Riesgo país estable en 490 puntos
El indicador elaborado por JP Morgan se mantuvo sin cambios y acumula una caída de 14,19% en lo que va de 2026. Este nivel representa un mínimo histórico para la Argentina, en un contexto de expectativas favorables por la estabilidad macroeconómica.
La estabilidad del riesgo país refleja la confianza de los inversores en los activos locales, aunque el mercado sigue atento a la evolución de las negociaciones con el FMI y al calendario electoral. El indicador perforó el piso de los 500 puntos en agosto y desde entonces se sostiene en ese rango.
Dólares financieros en alza
El dólar MEP subió 0,79% y cerró en $1.527,12. En la plaza oficial, la cotización A3500 del Banco Central avanzó 0,25% y se ubicó en $1.511,15, mientras que la punta compradora del Banco Nación terminó en $1.502,50, un 0,23% más que la víspera. El dólar Cable no registró operaciones.
Los dólares financieros operaron con escasa volatilidad, en línea con la calma cambiaria de las últimas semanas. El spread entre el MEP y el oficial se mantiene acotado, lo que indica una menor presión sobre las reservas.

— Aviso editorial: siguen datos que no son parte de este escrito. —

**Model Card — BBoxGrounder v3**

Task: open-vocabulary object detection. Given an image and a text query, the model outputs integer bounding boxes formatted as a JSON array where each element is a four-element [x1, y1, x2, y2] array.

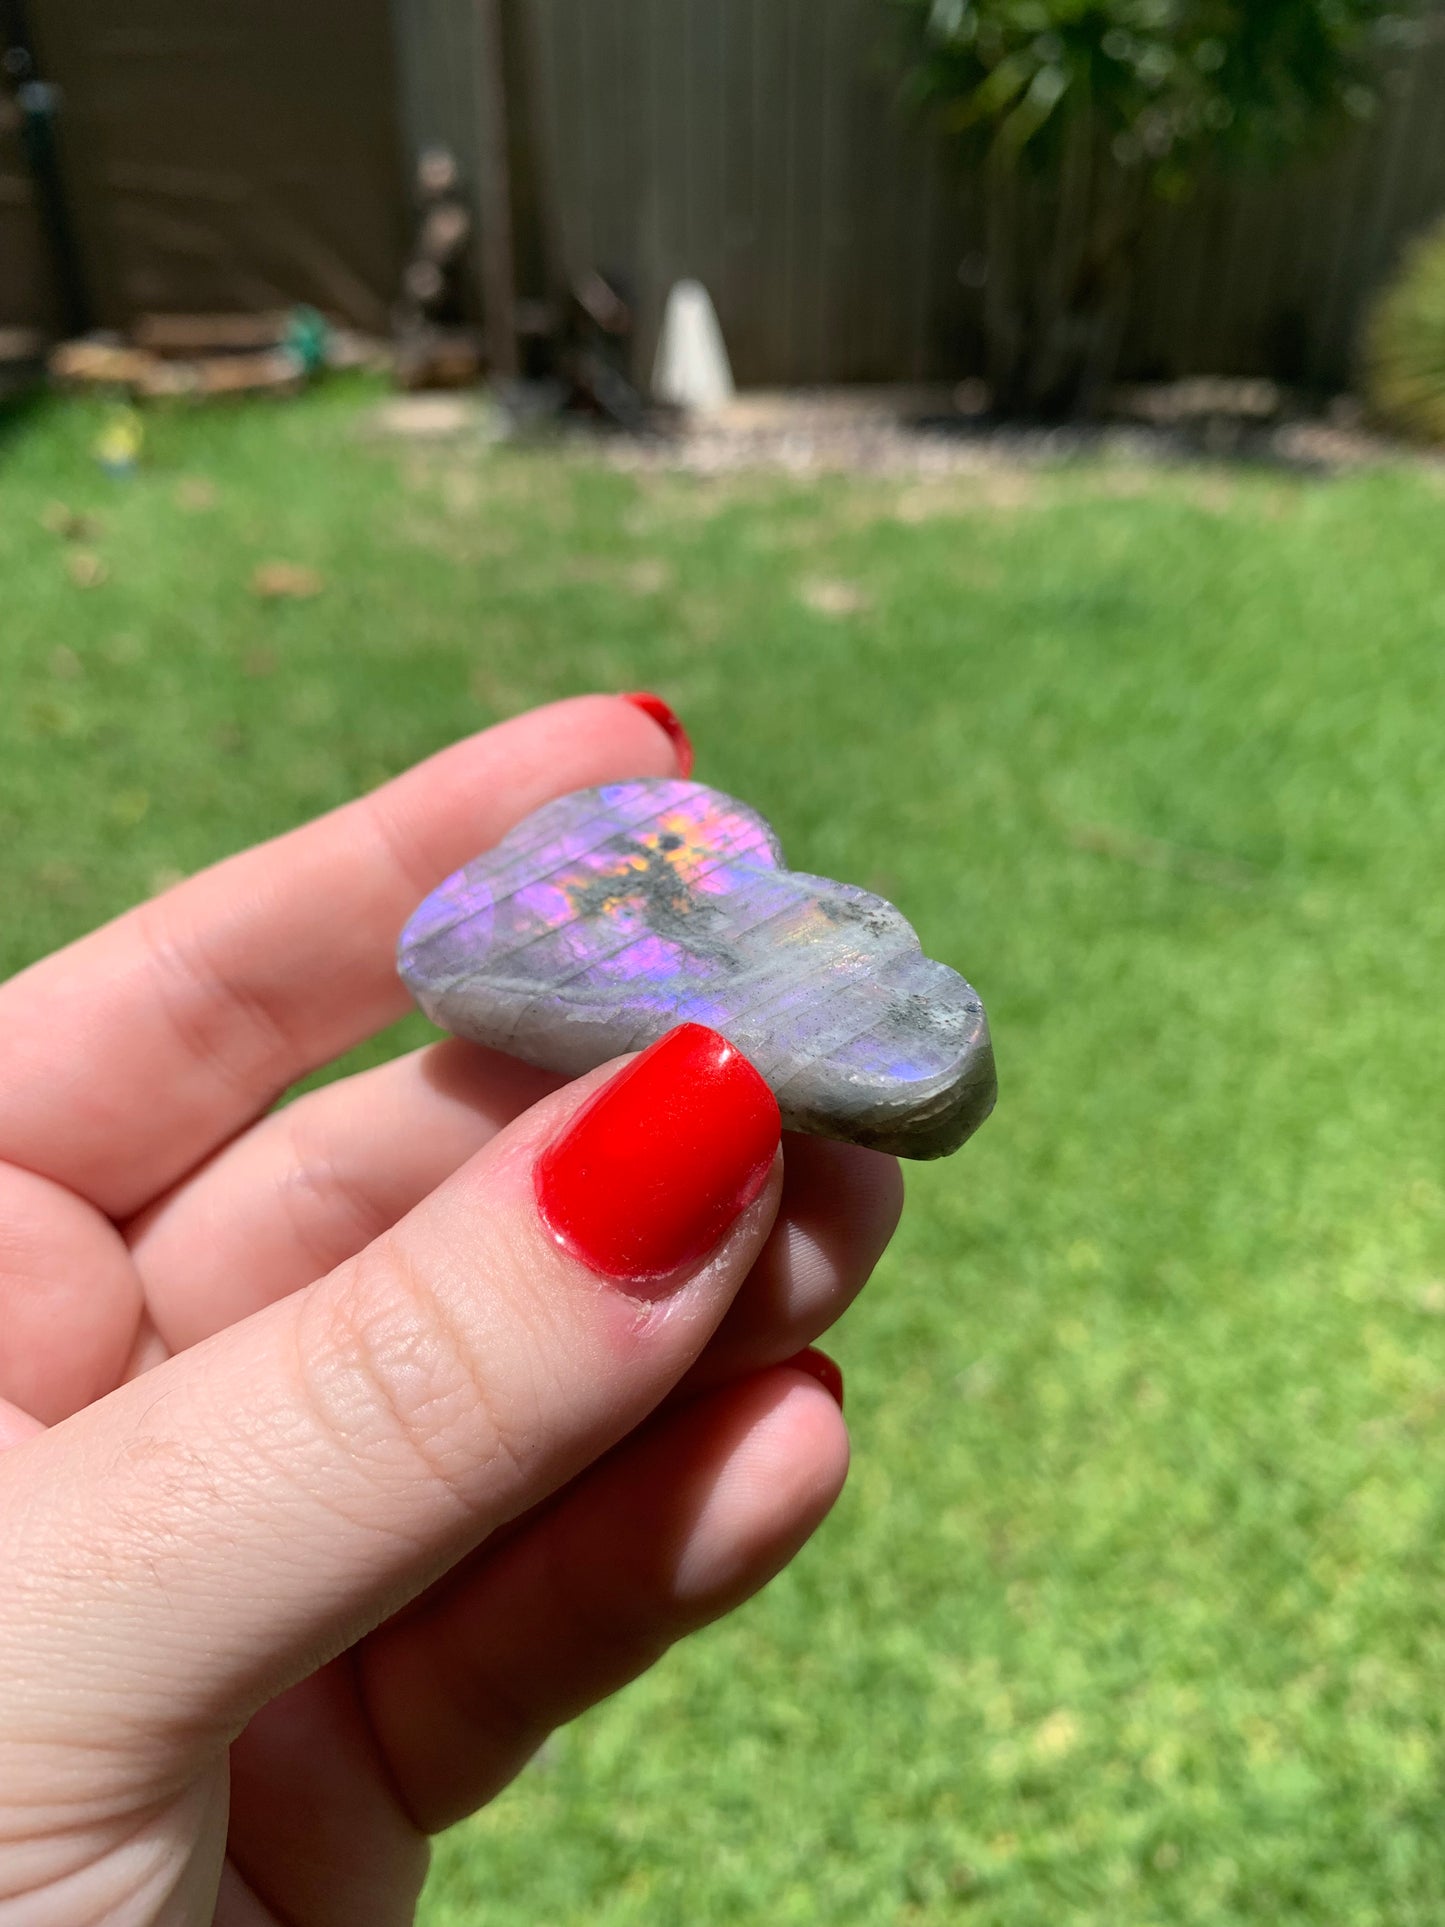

Dólar futuro con leves variaciones positivas
Todos los contratos de la curva de futuros mostraron pequeñas subas. El contrato a septiembre avanzó 0,07% a $1.529,00, con una TNA de 18,37%; octubre cerró en $1.554,00 (+0,03%, TNA 19,36%) y diciembre alcanzó los $1.611,00 (+0,16%, TNA 21,08%).
Las tasas implícitas en los futuros sugieren una expectativa de devaluación gradual, consistente con el esquema de crawling peg actual. El mercado descuenta que el Banco Central mantendrá el ritmo de ajuste cambiario en los próximos meses.
Bonos soberanos mixtos
Los títulos en dólares tuvieron un comportamiento dispar. Entre las subas se destacaron los globales GD30 (+0,38%), GD29 (+0,30%) y AO29 (+0,23%), mientras que los bonos de mayor plazo operaron a la baja, como el GD38 (-0,45%) y el AL41 (-0,36%).
La curva soberana refleja una preferencia por los títulos de corta y mediana duración, en un contexto de tasas internacionales estables. Los inversores siguen monitoreando el riesgo político y las reformas económicas del gobierno.